1 材料和方法 1.1 材料1.1.1 菌株和质粒: 本实验所用副溶血性弧菌为临床分离株VP0178 (tdh+/trh-),血清型为O3:K6;环境分离株VP0037,血清型为O5:K15;环境分离株VP0043,血清型为O10:K24; E. coli S17 λpir菌株,具有KpnⅠ和XbaⅠ限制性酶切位点;所用质粒为pKD3(含氯霉素抗性基因),表达载体为pBBR1MCS2 (含卡那霉素抗性基因),以上菌株和质粒都由本实验保存。
1.1.2 主要试剂: 反转录试剂盒(RR047A),SYBR Green 试剂盒和LA Taq DNA聚合酶均购于宝生物工程(大连)有限公司;限制性内切酶Kpn I和XbaI,购于美国NEB公司。副溶血弧菌血清分型试剂购于日本生研公司;实验所用蟹壳来自青岛南山市场的梭子蟹。

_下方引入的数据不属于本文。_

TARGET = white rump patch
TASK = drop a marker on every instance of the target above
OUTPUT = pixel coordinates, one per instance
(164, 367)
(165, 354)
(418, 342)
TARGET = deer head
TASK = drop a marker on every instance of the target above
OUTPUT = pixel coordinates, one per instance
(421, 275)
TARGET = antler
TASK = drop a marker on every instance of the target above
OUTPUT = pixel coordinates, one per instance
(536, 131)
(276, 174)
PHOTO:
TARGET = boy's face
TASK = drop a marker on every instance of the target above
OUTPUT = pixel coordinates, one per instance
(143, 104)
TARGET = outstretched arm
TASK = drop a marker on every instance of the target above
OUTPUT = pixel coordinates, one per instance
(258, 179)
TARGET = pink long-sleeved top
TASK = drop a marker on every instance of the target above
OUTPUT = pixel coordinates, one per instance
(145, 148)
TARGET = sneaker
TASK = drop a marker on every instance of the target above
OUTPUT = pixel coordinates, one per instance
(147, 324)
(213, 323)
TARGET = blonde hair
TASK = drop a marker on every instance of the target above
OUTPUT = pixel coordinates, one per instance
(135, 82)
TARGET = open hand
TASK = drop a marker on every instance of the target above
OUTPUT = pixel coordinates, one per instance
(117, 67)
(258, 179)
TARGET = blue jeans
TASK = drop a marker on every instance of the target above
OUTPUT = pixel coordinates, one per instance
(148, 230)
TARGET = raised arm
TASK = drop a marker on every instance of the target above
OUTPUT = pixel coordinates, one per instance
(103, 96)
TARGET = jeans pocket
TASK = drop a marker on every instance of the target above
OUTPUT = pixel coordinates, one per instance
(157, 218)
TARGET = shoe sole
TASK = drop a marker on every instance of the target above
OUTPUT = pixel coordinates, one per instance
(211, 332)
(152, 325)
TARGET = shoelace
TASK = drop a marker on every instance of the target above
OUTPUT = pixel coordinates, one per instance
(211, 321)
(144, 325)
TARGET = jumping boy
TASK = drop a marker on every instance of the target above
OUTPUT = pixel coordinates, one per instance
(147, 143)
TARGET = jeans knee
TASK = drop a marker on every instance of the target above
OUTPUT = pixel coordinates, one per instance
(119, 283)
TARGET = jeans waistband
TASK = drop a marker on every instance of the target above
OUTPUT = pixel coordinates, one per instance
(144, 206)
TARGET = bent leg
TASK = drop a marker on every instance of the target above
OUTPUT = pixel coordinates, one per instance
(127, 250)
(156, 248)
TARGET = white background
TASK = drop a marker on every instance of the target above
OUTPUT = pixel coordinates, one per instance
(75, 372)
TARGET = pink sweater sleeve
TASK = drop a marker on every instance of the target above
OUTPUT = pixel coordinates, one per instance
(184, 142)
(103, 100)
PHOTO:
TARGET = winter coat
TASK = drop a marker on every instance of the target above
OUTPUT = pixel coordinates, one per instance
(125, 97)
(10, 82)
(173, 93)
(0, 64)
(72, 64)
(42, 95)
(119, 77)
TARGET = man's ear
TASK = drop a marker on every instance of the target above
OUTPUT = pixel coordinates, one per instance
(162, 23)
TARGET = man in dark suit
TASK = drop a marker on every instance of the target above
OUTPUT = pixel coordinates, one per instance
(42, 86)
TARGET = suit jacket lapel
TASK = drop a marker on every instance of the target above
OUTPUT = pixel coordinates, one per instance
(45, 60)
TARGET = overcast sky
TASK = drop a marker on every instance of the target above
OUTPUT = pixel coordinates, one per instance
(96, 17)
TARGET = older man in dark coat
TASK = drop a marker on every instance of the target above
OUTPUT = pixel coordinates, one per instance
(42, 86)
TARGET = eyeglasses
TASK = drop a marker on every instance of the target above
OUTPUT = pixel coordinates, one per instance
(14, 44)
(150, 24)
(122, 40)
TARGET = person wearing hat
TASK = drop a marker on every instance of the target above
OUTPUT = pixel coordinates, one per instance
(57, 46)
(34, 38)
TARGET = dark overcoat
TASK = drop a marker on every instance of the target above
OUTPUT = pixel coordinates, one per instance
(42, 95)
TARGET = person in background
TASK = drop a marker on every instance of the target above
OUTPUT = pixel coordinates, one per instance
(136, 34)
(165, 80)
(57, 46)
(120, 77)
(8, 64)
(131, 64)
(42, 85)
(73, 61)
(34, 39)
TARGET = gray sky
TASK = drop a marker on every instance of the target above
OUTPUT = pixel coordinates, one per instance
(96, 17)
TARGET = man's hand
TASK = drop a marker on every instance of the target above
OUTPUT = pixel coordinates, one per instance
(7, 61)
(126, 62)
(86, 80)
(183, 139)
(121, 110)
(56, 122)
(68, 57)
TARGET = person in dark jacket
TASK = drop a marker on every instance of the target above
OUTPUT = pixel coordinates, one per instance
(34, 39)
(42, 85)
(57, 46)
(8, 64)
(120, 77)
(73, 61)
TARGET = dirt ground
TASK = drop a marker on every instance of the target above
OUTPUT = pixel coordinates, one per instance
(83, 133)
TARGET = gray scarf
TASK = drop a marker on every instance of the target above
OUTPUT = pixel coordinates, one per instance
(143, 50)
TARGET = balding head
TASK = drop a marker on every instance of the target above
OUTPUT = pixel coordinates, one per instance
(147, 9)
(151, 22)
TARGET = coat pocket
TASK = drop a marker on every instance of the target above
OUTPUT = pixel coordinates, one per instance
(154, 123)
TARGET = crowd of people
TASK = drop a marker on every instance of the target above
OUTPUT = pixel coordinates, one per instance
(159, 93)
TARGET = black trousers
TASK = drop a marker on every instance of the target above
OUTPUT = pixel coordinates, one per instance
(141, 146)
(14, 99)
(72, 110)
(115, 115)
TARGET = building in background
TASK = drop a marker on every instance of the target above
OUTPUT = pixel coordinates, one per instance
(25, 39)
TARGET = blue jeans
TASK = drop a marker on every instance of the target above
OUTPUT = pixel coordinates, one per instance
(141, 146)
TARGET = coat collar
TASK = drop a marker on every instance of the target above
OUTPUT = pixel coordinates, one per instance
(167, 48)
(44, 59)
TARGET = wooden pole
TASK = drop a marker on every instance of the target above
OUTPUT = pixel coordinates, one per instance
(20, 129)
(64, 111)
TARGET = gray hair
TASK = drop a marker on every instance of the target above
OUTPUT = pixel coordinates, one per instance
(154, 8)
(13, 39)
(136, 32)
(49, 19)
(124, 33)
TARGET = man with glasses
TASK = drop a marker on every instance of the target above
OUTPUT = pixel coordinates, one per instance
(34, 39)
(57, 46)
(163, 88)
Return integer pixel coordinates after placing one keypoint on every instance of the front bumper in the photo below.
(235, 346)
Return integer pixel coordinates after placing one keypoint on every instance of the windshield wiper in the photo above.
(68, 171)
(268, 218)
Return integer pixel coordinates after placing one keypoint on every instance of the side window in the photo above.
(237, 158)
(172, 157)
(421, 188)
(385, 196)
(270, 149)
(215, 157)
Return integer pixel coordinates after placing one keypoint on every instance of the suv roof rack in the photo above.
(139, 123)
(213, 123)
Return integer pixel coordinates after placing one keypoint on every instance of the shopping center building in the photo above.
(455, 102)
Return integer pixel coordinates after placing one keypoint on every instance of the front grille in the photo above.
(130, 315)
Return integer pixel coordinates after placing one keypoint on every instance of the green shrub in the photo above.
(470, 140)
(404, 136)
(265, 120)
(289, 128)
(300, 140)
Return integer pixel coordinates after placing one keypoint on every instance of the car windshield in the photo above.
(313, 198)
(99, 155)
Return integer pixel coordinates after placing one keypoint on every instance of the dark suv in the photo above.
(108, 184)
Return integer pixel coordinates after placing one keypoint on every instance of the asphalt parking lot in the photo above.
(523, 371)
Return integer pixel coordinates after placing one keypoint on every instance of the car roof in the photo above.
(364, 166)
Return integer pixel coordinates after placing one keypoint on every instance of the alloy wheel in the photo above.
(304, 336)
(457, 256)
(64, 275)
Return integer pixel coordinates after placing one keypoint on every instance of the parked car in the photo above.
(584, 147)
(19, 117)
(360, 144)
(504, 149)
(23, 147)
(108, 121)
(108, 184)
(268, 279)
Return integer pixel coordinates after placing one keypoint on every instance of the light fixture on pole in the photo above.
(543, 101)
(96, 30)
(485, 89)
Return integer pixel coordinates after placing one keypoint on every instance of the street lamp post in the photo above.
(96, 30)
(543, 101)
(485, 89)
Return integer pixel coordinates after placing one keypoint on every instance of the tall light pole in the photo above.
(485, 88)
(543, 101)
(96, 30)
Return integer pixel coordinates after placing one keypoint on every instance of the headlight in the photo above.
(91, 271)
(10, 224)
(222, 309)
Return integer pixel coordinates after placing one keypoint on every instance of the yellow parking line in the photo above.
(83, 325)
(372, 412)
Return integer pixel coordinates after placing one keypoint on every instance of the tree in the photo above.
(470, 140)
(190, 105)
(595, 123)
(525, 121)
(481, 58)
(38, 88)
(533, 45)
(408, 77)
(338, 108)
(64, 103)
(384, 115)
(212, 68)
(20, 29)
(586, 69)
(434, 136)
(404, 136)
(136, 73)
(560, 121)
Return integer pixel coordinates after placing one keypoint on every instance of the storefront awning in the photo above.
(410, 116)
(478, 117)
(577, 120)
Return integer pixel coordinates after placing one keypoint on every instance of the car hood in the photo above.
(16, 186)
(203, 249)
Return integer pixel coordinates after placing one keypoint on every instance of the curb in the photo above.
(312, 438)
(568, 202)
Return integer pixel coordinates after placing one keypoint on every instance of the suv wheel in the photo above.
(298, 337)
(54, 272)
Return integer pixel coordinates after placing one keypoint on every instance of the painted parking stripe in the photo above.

1.1.3 引物: 本文所用引物由生工生物工程(上海)有限公司合成,引物核酸序列如表 1所示:
表 1. 本文所用引物序列Table 1. The primer sequences used in this paper
| Primers | Sequences (5′→–3′) |
| Sequence underline is the complementary sequence of the adjacent segment. GGTACC is the restriction enzyme cutting site of Kpn I, and CGG is the protective bases. TCTAGA is the restriction enzyme cutting site of Xba I, and TGC is the protective bases. | |
| PKD3-F | ATAAATAATTCGAATTAACATGAGCGATTGTGTAGGCTGGAG |
| PKD3-R | GACTGGCAAGTTGAAAAATGATTAACGGCTGACATGGGAATTAG |
| waaf-S-1000-F | CCCTGTATTATTTTCCACAAACT |
| waaf-S-1000-R | CTCCAGCCTACACAATCGCTCATGTTAATTCGAATTATTTATAC |
| waaf-X-1000-F | TCATTTTTCAACTTGCCAGTCAG |
| waaf-X-1000-R | AATTCCCATGTCAGCCGTTAAATCCAAACCATTCCGTTCCCTGA |
| waaf-n-F | AATGTTGGTATTGGCACTCACGC |
| waaf-n-R | ATTGGATACACTGCCTCGCCCTA |
| TLH-F | AAAGCGGATTATGCAGAAGCACTG |
| TLH-R | GCTACTTTCTAGCATTTTCTCTGC |
| TDH-F | GTAAAGGTCTCTGACTTTTGGAC |
| TDH-R | TGGAATAGAACCTTCATCTTCACC |
| HB-S-Kpn I | CGGGGTACCTTAACATGAACTAGTCGCAATGG |
| HB-X-Xba I | TGCTCTAGAATGAAAAAAATTCTAATTATTGG |
| S2-F | GCTTCGGAATCGTTTTCCGGGAC |
| S2-R | CTGCCCTGAACCGACGACCGGGT |
表选项
1.2 waaF基因缺失菌株的构建1.2.1 氯霉素抗性基因和waaF基因上下游同源臂的获得: 以质粒pKD3为模板扩增氯霉素抗性基因,以VP0178菌株基因组为模板扩增waaF基因上下游同源臂,所用引物对分别为PKD3-F/PKD3-R,waaf-S-1000-F/waaf-S-1000-R,waaf-X-1000-F/ waaf-X-1000-R。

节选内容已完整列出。